Os rohingya são mantidos em condições absolutamente desumanas e degradantes naquelas travessias marítimas. Os barcos viajam sobrelotados, com as pessoas obrigadas ficar sentadas em posições extremamente desgastantes, em alguns casos ao longo de meses seguidos. Um habitante local, que ajudou a resgatar pessoas de barcos ao largo da costa da província indonésia de Aceh, descreveu que o mau cheiro era tão intenso que os voluntários de salvamento não conseguiam sequer subir a bordo.

Faltava comida e água potável e as rações dadas a estas pessoas nos barcos normalmente não iam além de uma pequena tijela de arroz por dia. Muitos dos rohingya que conseguiram chegar à Indonésia estavam profundamente enfraquecidas, com sinais de inanição e desidratação, dificuldades em caminhar após terem passado tanto tempo em posições de desgaste físico, e sintomas de bronquite e gripe.

Indonésia avançou resposta temporária

Em maio de 2015, a Indonésia, Malásia e Tailândia começaram a empurrar de volta ao mar alto os barcos que se aproximavam das suas zonas costeiras, impedindo o desembarque em terra de milhares de passageiros desesperados. Sob uma vaga enorme de críticas internacionais, a Indonésia e a Malásia acabaram por acordar em permitir a entrada temporária de um certo número de requerentes de asilo, na condição de que outros países os recebam até maio de 2016.

A Indonésia, em particular, canalizou recursos para alojar centenas de pessoas vulneráveis em Aceh, e tem trabalhado para providenciar a assistência essencial a estes refugiados com a cooperação da sociedade civil local e as agências internacionais. Mas permanecem questões muito graves por responder sobre uma solução a longo prazo, pois o Governo indonésio ainda não esclareceu se aquelas pessoas vão poder continuar no país depois de maio do próximo ano.

Recomendações da Amnistia Internacional

“Sem cooperação entre os governos no combate ao tráfico humano, vão voltar a ser cometidos graves abusos de direitos humanos contra algumas das mais vulneráveis e desesperadas pessoas do Sudeste Asiático”, assevera Anna Shea.

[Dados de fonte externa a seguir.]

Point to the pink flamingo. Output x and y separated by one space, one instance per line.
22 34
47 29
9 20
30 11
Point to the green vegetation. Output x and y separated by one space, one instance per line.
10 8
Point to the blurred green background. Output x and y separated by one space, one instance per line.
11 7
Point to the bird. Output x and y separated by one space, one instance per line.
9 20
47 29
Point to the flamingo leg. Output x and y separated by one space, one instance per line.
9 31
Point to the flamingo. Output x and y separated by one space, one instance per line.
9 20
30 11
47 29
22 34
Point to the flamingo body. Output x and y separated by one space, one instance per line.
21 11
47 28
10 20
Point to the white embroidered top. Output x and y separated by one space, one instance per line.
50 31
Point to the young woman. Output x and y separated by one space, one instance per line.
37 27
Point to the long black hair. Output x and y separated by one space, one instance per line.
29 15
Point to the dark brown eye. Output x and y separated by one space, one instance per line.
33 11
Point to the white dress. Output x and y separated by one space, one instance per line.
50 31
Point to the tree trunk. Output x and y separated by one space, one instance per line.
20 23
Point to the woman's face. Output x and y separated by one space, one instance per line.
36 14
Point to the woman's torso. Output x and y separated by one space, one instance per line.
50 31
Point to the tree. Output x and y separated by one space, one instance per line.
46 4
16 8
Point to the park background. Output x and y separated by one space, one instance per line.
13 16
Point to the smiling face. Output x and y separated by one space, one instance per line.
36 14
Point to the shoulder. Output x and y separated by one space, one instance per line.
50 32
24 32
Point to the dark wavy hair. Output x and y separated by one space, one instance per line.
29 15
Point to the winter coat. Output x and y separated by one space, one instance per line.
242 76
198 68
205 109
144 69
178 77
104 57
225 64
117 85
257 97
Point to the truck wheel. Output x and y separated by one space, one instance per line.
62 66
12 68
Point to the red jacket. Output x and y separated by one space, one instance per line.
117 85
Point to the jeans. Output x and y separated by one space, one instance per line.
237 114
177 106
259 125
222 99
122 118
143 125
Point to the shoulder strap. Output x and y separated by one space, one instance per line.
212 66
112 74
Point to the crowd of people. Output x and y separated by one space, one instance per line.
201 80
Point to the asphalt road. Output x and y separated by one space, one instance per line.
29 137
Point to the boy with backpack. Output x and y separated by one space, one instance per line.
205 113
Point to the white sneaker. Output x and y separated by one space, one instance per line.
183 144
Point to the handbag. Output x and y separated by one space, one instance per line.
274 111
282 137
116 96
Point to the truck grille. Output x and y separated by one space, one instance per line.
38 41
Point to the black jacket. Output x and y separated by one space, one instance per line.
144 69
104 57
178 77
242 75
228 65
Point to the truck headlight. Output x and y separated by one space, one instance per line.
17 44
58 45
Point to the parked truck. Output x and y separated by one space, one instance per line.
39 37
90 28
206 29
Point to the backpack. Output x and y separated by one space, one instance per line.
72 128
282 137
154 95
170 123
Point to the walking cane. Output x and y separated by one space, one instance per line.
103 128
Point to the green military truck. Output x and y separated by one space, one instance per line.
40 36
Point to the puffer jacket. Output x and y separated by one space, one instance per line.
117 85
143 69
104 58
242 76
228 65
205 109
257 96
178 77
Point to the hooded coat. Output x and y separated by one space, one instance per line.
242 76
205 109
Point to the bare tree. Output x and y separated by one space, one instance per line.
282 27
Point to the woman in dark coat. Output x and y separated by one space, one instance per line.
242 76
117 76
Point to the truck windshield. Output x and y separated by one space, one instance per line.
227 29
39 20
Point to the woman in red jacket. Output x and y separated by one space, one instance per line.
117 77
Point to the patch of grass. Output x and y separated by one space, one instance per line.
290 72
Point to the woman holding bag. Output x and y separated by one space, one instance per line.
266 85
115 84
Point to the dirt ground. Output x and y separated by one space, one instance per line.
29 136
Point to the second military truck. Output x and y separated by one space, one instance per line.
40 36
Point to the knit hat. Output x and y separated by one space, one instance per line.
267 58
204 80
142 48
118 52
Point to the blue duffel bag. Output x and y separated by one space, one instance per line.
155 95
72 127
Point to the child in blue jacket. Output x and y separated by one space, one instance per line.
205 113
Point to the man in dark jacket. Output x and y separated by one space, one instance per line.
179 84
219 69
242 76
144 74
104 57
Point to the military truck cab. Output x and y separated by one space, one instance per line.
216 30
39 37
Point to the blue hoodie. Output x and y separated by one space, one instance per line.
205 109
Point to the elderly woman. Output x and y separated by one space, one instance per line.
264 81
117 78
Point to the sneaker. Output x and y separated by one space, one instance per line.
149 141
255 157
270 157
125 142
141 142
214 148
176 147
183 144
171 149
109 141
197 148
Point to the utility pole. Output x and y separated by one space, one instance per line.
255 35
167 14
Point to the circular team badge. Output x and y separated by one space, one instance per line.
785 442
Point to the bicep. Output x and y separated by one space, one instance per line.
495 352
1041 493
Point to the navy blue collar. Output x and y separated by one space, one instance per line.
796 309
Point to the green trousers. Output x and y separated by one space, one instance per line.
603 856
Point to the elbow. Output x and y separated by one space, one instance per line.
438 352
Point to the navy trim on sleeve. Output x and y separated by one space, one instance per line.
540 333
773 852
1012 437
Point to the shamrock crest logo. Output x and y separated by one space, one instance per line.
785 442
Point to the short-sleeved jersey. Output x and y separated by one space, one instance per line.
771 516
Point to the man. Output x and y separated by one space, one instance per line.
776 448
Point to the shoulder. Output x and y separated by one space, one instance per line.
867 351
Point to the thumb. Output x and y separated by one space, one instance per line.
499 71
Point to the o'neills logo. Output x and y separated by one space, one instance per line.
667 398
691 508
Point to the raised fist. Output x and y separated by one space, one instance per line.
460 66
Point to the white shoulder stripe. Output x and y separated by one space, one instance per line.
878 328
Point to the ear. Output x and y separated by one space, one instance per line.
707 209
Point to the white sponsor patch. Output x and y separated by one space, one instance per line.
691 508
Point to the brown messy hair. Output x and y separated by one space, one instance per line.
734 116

Esta perita da Amnistia Internacional aponta que “os governos têm de garantir que as iniciativas tomadas contra os traficantes não põem as vidas nem os direitos humanos em risco, que foi exatamente o que aconteceu em maio de 2015”. “E têm de agir rapidamente para pôr em marcha operações de buscas e salvamento no mar”, prossegue.

A organização de direitos humanos insta os países do Sudeste Asiático a agirem já, e a não esperarem que aconteçam novas tragédias de direitos humanos no mar.